N.W.T. peatlands store 24 billion tonnes of carbon and are worth protecting, experts say

CBC
Monday, December 06, 2021 02:36:32 PM UTC

Our planet is changing. So is our journalism. This story is the second in a series, by CBC North, that examines carbon storage with the N.W.T.'s natural environment. It's also part of a CBC News initiative entitled Our Changing Planet to show and explain the effects of climate change and what is being done about it.

The N.W.T. is home to nearly one-fifth of Canada's peatlands, according to a researcher who says they're an asset worth protecting in the fight against climate change because of their capacity to store carbon. 
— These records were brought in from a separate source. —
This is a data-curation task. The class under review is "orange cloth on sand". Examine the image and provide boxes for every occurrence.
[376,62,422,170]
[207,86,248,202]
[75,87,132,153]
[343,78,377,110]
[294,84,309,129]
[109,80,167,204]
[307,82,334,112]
Lorna Harris, a postdoctoral fellow and ecosystem scientist at the University of Alberta, said peatlands cover about 230,000 square kilometres of land in the N.W.T., and they store 24 billion tonnes of carbon. That's the carbon equivalent of using nearly 200 billion barrels of oil.

"It is a large portion in the N.W.T., relative to some other provinces," she said, noting that the Mackenzie River basin, stretching from northern Alberta to the N.W.T., is the second largest expanse of peatland in Canada next to the Hudson Bay Lowlands. 

Peatlands are wetland ecosystems filled with organic matter that has collected over thousands of years. They are a type of carbon sink, because through the decaying process, that matter deposits carbon into the surrounding soil and peat, rather than releasing it into the atmosphere.

Peatlands cover swaths of temperate, boreal and subarctic regions and can be found in forests and in permafrost too.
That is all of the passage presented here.